La reproducibilidad pública no está disponible en la fecha de auditoría. El paper enlaza anonymous.4open.science/r/the_personality_trap-F487/README.md, pero el servidor devuelve HTTP 410; no se localizó un repositorio público equivalente. Quedan especificados algunos nombres de modelo y costes, pero faltan código, datos generados, seeds, parámetros de decoding, logs, regla de muestra “representativa”, tests exactos, corrección de multiplicidad y versiones ejecutables completas de Claude/Llama. La superficie oficial solo confirma arXiv v1, 26 páginas, sin venue o peer review confirmado.

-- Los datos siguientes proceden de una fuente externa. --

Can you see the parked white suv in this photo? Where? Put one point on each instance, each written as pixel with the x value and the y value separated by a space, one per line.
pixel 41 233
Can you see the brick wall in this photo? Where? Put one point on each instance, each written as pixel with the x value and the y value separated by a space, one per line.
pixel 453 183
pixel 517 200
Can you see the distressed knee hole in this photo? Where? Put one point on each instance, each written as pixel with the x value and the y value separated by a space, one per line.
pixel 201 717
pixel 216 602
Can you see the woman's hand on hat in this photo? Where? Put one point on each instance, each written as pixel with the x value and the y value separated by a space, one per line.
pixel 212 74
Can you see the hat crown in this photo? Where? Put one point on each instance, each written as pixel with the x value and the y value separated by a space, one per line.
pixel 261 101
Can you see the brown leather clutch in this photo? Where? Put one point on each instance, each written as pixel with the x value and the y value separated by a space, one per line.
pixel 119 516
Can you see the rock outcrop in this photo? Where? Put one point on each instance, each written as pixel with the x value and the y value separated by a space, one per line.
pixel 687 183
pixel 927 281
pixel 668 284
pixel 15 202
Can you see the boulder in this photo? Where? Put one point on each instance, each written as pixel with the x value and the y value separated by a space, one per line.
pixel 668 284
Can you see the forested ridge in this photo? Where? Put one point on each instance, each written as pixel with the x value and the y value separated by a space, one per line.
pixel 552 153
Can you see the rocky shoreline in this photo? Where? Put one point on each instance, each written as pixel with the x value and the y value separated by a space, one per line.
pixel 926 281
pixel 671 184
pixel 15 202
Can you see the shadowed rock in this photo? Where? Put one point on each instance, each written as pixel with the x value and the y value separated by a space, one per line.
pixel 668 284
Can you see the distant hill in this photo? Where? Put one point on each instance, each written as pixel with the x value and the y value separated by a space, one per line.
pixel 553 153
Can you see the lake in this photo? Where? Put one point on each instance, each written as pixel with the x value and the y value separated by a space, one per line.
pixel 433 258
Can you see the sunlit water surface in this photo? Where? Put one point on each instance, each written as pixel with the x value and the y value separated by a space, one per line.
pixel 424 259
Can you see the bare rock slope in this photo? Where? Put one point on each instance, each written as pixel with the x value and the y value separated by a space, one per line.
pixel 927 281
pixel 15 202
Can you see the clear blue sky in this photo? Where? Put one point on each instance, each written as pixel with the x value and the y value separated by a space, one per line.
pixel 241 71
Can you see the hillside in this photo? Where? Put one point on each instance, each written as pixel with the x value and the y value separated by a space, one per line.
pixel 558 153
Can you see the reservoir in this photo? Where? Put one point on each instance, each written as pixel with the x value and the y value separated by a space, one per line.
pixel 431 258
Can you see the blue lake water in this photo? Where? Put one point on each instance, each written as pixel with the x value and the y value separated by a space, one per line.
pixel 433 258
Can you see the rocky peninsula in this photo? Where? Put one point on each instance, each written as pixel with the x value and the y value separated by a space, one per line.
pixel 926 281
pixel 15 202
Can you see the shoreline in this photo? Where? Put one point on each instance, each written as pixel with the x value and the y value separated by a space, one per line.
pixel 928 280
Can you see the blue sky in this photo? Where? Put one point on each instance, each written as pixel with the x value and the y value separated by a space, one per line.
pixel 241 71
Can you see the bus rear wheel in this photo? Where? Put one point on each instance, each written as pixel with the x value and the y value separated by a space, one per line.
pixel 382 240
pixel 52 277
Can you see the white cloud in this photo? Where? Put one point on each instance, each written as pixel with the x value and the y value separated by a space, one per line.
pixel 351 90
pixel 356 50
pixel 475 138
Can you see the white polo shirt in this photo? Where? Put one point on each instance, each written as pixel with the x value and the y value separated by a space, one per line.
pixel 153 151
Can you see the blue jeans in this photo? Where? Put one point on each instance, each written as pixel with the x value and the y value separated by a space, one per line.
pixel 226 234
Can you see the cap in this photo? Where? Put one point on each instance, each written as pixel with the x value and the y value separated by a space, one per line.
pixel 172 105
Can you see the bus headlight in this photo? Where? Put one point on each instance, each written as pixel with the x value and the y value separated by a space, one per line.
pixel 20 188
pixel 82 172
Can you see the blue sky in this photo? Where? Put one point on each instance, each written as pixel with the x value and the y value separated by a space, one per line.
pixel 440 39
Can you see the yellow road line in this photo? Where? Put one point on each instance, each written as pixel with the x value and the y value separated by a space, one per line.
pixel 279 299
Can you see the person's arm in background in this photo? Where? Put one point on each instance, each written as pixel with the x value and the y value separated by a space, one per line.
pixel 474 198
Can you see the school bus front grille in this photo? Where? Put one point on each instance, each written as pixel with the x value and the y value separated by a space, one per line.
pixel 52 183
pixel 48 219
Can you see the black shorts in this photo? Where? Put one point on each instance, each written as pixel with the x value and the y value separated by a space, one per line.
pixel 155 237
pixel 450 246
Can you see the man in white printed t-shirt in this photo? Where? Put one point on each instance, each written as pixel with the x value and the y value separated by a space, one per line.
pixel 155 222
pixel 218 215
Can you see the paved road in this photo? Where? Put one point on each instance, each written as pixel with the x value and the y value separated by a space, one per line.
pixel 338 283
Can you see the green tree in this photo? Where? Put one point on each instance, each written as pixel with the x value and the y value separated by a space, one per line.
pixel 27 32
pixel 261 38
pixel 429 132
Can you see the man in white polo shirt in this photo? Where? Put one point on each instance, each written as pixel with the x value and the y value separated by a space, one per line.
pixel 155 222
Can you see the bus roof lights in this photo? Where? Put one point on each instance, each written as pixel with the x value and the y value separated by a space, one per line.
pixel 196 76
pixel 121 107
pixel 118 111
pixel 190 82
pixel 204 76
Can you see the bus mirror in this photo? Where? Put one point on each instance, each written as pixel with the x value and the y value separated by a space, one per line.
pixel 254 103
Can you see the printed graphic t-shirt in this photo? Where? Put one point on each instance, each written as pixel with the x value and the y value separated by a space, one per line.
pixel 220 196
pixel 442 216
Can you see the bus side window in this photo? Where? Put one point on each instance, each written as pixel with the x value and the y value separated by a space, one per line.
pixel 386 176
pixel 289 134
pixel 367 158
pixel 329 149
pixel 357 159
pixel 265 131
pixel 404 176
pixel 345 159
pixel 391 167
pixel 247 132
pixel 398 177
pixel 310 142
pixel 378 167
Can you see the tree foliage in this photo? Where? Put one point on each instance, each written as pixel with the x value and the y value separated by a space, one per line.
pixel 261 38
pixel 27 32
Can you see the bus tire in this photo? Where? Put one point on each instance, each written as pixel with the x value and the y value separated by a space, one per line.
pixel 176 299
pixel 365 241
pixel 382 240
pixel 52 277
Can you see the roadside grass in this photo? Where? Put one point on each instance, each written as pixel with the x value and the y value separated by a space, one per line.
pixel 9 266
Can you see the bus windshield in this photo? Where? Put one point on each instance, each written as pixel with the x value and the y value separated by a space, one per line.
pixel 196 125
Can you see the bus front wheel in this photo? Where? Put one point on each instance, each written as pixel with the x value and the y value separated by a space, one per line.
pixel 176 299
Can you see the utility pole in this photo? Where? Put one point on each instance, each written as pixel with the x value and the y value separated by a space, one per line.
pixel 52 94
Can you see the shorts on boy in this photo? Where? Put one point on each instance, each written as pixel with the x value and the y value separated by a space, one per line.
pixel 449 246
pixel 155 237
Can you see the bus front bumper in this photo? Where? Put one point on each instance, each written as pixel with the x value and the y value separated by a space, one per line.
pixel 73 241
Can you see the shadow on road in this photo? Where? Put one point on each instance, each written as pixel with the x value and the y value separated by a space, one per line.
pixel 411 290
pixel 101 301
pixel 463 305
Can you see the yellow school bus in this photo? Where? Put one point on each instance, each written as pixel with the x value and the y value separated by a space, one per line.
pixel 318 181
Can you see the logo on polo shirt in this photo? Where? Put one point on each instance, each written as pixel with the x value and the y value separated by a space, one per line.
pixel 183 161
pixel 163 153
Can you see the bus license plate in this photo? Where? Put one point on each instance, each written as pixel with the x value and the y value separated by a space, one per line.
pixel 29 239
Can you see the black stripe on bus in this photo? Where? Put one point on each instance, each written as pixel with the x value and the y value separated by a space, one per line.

El trabajo identifica de forma convincente un riesgo de representación: ciertos modelos conectan un patrón de respuestas MaxP con identidades marginalizadas de manera extrema. Es una alarma útil para diseño y auditoría de generadores de personas. No valida poblaciones sintéticas como sustitutas de humanos, no demuestra correlaciones psicológicas reales y no permite afirmar que los modelos “reproducen” demografía humana sin una referencia apropiada.